Becoming Your Better Self: Starting Now
March 30, 2023
Spring is all about renewal. Spring cleaning is not confined to only your bedroom. Cleaning your mind, body, and soul is essential too. Spring is the perfect time to take a second chance at your resolutions that didn’t that did not make it past January. Like your wardrobe, habits make up who you are. Unfortunately, they are just as hard to throw out.
Habits are hard to tackle and take effort, but the first step is understanding. Timothy W. Fong, a clinical professor of psychiatry at the Semel Institute for Neuroscience and Human Behavior at UCLA, a co-director of the UCLA Gambling Studies Program, and the director of the UCLA Addiction Psychiatry Fellowship, says, “people come to rely on chocolate, food, coffee, alcohol, drugs, shopping, or what have you because they aren’t sure how to self-soothe when experiencing uncomfortable emotions like anxiety…We should not fight the fact that our bodies and our brains respond to little morsels of pleasure — that’s what it’s supposed to do. And we must embrace that pain, anxiety, suffering, and all that stuff is part of human life, and we need that, probably more than we need pleasure.” Admitting to a habit dramatically increases the chances of eventually quitting it.

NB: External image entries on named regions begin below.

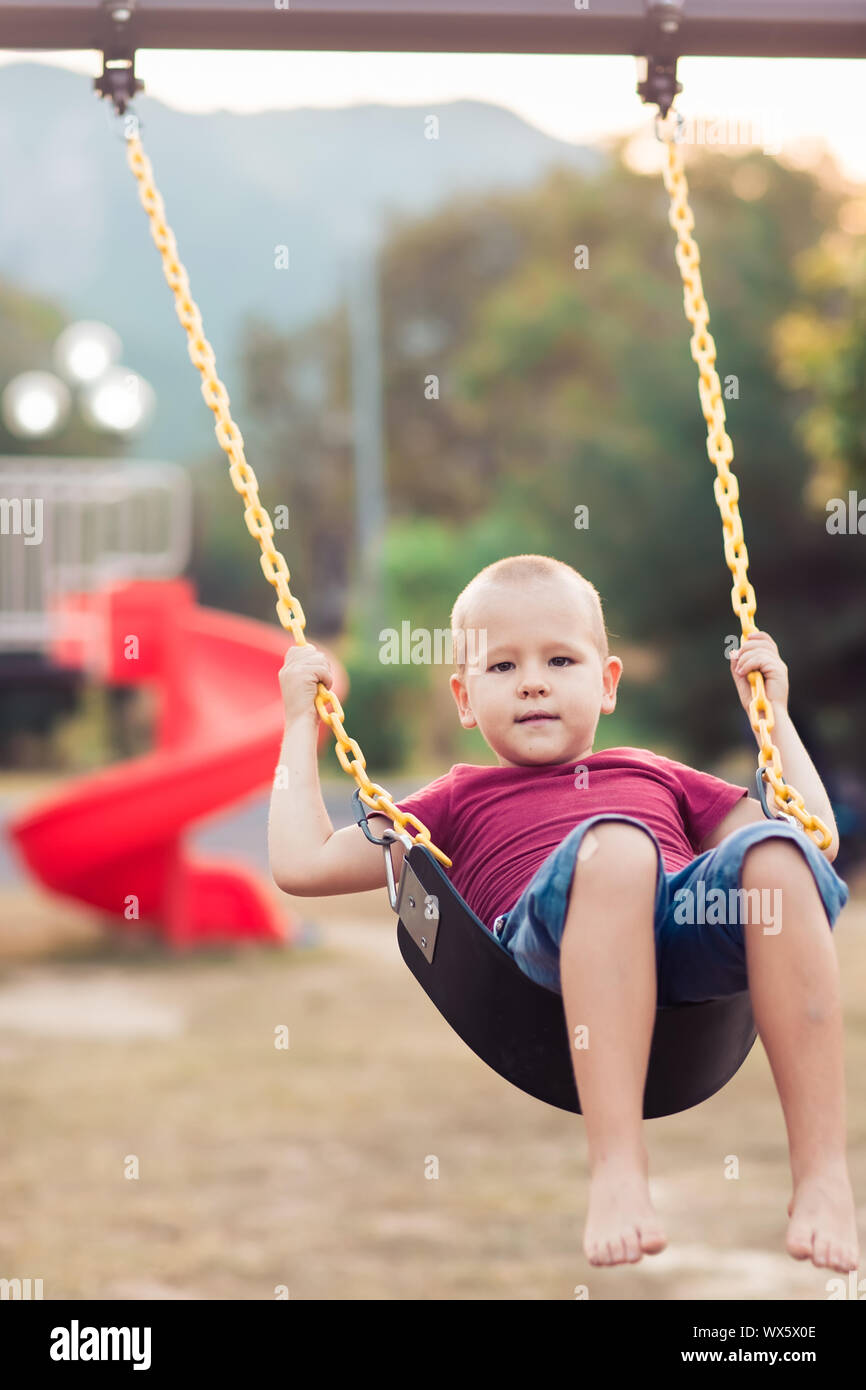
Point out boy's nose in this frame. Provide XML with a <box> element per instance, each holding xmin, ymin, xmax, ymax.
<box><xmin>520</xmin><ymin>676</ymin><xmax>550</xmax><ymax>695</ymax></box>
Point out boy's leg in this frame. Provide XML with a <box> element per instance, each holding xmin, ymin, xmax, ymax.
<box><xmin>741</xmin><ymin>838</ymin><xmax>858</xmax><ymax>1272</ymax></box>
<box><xmin>560</xmin><ymin>821</ymin><xmax>666</xmax><ymax>1265</ymax></box>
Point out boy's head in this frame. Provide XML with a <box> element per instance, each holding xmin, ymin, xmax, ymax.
<box><xmin>450</xmin><ymin>555</ymin><xmax>623</xmax><ymax>767</ymax></box>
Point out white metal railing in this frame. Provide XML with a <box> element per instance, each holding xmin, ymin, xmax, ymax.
<box><xmin>0</xmin><ymin>456</ymin><xmax>192</xmax><ymax>651</ymax></box>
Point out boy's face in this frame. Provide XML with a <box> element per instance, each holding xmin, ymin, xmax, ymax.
<box><xmin>450</xmin><ymin>575</ymin><xmax>623</xmax><ymax>767</ymax></box>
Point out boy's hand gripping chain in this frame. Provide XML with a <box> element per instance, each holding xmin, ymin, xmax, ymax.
<box><xmin>126</xmin><ymin>130</ymin><xmax>450</xmax><ymax>867</ymax></box>
<box><xmin>656</xmin><ymin>113</ymin><xmax>833</xmax><ymax>849</ymax></box>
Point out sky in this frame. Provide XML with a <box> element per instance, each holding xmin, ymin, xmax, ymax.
<box><xmin>0</xmin><ymin>49</ymin><xmax>866</xmax><ymax>185</ymax></box>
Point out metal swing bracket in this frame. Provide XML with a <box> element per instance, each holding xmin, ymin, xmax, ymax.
<box><xmin>352</xmin><ymin>787</ymin><xmax>439</xmax><ymax>965</ymax></box>
<box><xmin>755</xmin><ymin>767</ymin><xmax>802</xmax><ymax>830</ymax></box>
<box><xmin>93</xmin><ymin>0</ymin><xmax>145</xmax><ymax>115</ymax></box>
<box><xmin>637</xmin><ymin>0</ymin><xmax>683</xmax><ymax>120</ymax></box>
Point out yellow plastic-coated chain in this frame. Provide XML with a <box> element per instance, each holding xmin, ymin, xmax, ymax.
<box><xmin>126</xmin><ymin>131</ymin><xmax>450</xmax><ymax>867</ymax></box>
<box><xmin>656</xmin><ymin>113</ymin><xmax>833</xmax><ymax>849</ymax></box>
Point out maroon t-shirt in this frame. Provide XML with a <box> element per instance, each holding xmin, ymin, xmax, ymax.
<box><xmin>398</xmin><ymin>748</ymin><xmax>748</xmax><ymax>927</ymax></box>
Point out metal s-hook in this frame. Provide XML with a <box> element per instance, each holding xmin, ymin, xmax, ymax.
<box><xmin>637</xmin><ymin>0</ymin><xmax>684</xmax><ymax>118</ymax></box>
<box><xmin>93</xmin><ymin>0</ymin><xmax>145</xmax><ymax>120</ymax></box>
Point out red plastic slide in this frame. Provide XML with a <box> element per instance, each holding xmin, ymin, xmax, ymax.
<box><xmin>8</xmin><ymin>580</ymin><xmax>346</xmax><ymax>947</ymax></box>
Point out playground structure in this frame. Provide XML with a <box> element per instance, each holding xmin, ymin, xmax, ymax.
<box><xmin>0</xmin><ymin>459</ymin><xmax>345</xmax><ymax>948</ymax></box>
<box><xmin>0</xmin><ymin>0</ymin><xmax>866</xmax><ymax>1118</ymax></box>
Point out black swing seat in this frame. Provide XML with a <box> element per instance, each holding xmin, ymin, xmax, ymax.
<box><xmin>395</xmin><ymin>845</ymin><xmax>756</xmax><ymax>1119</ymax></box>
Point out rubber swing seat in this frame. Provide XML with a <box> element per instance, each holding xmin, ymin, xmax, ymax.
<box><xmin>396</xmin><ymin>845</ymin><xmax>758</xmax><ymax>1119</ymax></box>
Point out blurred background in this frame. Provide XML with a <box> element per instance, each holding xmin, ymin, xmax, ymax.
<box><xmin>0</xmin><ymin>43</ymin><xmax>866</xmax><ymax>1298</ymax></box>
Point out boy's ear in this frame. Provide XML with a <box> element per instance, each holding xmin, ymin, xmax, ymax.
<box><xmin>448</xmin><ymin>671</ymin><xmax>478</xmax><ymax>728</ymax></box>
<box><xmin>602</xmin><ymin>656</ymin><xmax>623</xmax><ymax>714</ymax></box>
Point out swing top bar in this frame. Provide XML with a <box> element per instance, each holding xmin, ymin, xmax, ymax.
<box><xmin>0</xmin><ymin>0</ymin><xmax>866</xmax><ymax>58</ymax></box>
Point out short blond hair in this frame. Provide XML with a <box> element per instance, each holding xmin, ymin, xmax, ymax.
<box><xmin>450</xmin><ymin>555</ymin><xmax>610</xmax><ymax>670</ymax></box>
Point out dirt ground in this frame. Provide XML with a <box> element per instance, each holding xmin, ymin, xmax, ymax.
<box><xmin>0</xmin><ymin>811</ymin><xmax>866</xmax><ymax>1300</ymax></box>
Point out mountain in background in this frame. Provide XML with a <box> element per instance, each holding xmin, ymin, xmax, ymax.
<box><xmin>0</xmin><ymin>63</ymin><xmax>605</xmax><ymax>460</ymax></box>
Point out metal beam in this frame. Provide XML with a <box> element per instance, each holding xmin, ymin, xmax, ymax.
<box><xmin>0</xmin><ymin>0</ymin><xmax>866</xmax><ymax>58</ymax></box>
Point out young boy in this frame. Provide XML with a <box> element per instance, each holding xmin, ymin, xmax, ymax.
<box><xmin>268</xmin><ymin>555</ymin><xmax>859</xmax><ymax>1272</ymax></box>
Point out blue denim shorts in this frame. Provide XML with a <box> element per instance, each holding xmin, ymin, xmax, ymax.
<box><xmin>493</xmin><ymin>815</ymin><xmax>848</xmax><ymax>1004</ymax></box>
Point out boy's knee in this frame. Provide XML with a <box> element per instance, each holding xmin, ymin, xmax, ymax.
<box><xmin>574</xmin><ymin>820</ymin><xmax>659</xmax><ymax>878</ymax></box>
<box><xmin>741</xmin><ymin>835</ymin><xmax>812</xmax><ymax>874</ymax></box>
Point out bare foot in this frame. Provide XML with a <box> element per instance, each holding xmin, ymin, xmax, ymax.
<box><xmin>785</xmin><ymin>1166</ymin><xmax>859</xmax><ymax>1273</ymax></box>
<box><xmin>584</xmin><ymin>1166</ymin><xmax>667</xmax><ymax>1265</ymax></box>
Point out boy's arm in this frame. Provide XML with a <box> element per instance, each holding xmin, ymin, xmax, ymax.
<box><xmin>723</xmin><ymin>630</ymin><xmax>840</xmax><ymax>863</ymax></box>
<box><xmin>268</xmin><ymin>644</ymin><xmax>403</xmax><ymax>897</ymax></box>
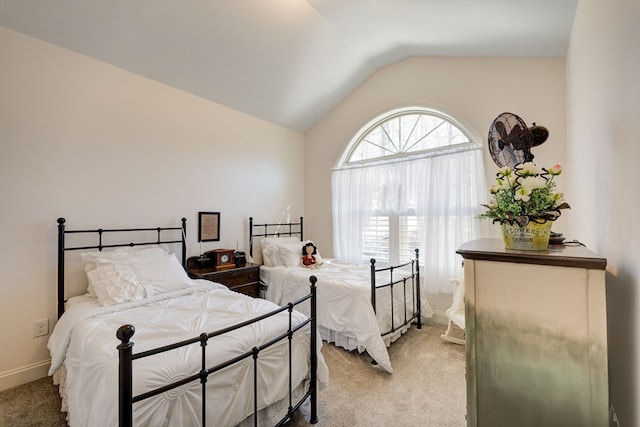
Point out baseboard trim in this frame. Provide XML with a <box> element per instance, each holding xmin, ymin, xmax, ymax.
<box><xmin>0</xmin><ymin>359</ymin><xmax>51</xmax><ymax>391</ymax></box>
<box><xmin>431</xmin><ymin>310</ymin><xmax>449</xmax><ymax>325</ymax></box>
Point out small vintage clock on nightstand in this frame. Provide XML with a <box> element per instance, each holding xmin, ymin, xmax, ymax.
<box><xmin>207</xmin><ymin>249</ymin><xmax>236</xmax><ymax>270</ymax></box>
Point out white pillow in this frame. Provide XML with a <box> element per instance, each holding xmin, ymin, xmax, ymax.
<box><xmin>260</xmin><ymin>237</ymin><xmax>302</xmax><ymax>267</ymax></box>
<box><xmin>131</xmin><ymin>254</ymin><xmax>193</xmax><ymax>297</ymax></box>
<box><xmin>87</xmin><ymin>254</ymin><xmax>193</xmax><ymax>305</ymax></box>
<box><xmin>87</xmin><ymin>263</ymin><xmax>145</xmax><ymax>305</ymax></box>
<box><xmin>278</xmin><ymin>240</ymin><xmax>322</xmax><ymax>267</ymax></box>
<box><xmin>80</xmin><ymin>246</ymin><xmax>169</xmax><ymax>297</ymax></box>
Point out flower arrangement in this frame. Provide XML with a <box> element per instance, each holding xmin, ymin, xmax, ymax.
<box><xmin>479</xmin><ymin>162</ymin><xmax>570</xmax><ymax>227</ymax></box>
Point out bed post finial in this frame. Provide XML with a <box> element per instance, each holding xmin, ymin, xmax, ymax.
<box><xmin>309</xmin><ymin>276</ymin><xmax>318</xmax><ymax>424</ymax></box>
<box><xmin>415</xmin><ymin>248</ymin><xmax>422</xmax><ymax>329</ymax></box>
<box><xmin>116</xmin><ymin>325</ymin><xmax>136</xmax><ymax>427</ymax></box>
<box><xmin>249</xmin><ymin>216</ymin><xmax>253</xmax><ymax>258</ymax></box>
<box><xmin>58</xmin><ymin>217</ymin><xmax>66</xmax><ymax>319</ymax></box>
<box><xmin>182</xmin><ymin>217</ymin><xmax>187</xmax><ymax>268</ymax></box>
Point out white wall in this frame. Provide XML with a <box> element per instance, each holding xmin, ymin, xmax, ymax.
<box><xmin>304</xmin><ymin>57</ymin><xmax>572</xmax><ymax>312</ymax></box>
<box><xmin>0</xmin><ymin>27</ymin><xmax>304</xmax><ymax>390</ymax></box>
<box><xmin>567</xmin><ymin>0</ymin><xmax>640</xmax><ymax>427</ymax></box>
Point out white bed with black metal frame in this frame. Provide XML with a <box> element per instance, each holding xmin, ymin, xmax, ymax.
<box><xmin>49</xmin><ymin>218</ymin><xmax>328</xmax><ymax>426</ymax></box>
<box><xmin>249</xmin><ymin>217</ymin><xmax>422</xmax><ymax>372</ymax></box>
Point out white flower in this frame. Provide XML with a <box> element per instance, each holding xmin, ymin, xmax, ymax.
<box><xmin>549</xmin><ymin>165</ymin><xmax>562</xmax><ymax>175</ymax></box>
<box><xmin>513</xmin><ymin>187</ymin><xmax>531</xmax><ymax>202</ymax></box>
<box><xmin>516</xmin><ymin>162</ymin><xmax>540</xmax><ymax>176</ymax></box>
<box><xmin>498</xmin><ymin>166</ymin><xmax>513</xmax><ymax>176</ymax></box>
<box><xmin>520</xmin><ymin>176</ymin><xmax>547</xmax><ymax>190</ymax></box>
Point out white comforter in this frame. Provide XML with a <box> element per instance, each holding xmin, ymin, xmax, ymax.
<box><xmin>260</xmin><ymin>261</ymin><xmax>412</xmax><ymax>372</ymax></box>
<box><xmin>49</xmin><ymin>281</ymin><xmax>328</xmax><ymax>426</ymax></box>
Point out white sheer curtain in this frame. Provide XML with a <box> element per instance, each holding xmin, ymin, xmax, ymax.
<box><xmin>332</xmin><ymin>148</ymin><xmax>487</xmax><ymax>293</ymax></box>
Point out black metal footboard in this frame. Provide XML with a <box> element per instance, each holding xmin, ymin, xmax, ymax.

Although it may seem like quitting “cold turkey” may be the easiest way, it can lead to more suffering. That is typically why so many of our new year’s resolutions fail. The next step is to take action. Replace unhealthy habits with healthy ones. The process for many will be slow. It takes roughly 60 days to form a new habit fully. Fong states, “It doesn’t necessarily feel good to cope with uncomfortable feelings, but it does feel good to know that you have different options to deal with stress and emotional pain.” Combatting negative emotions that accompany quitting a habit will be one of your most significant battles. Remember that failure is okay. View failure as a lesson instead of an excuse to quit. Fong clarifies. “It should reduce the harm the behavior has been doing to you as little as possible. Ten cigarettes a year isn’t harmful to you in the long run — it won’t raise your level of cancer or create an elevated risk of heart attacks. If you went from a thousand cigarettes a year to 10 a year, your smoking habit isn’t gone, but the harm is. Your focus should not be so much about winning or losing, but when you’re making changes, reducing the harm from that habit.”
Take a step back and think about your habits. Investing your time into yourself and your well-being will pay off. Make sure your practices are attainable, and keep a positive mindset. No matter your habit, it’s possible to change for the better. Happy Spring cleaning!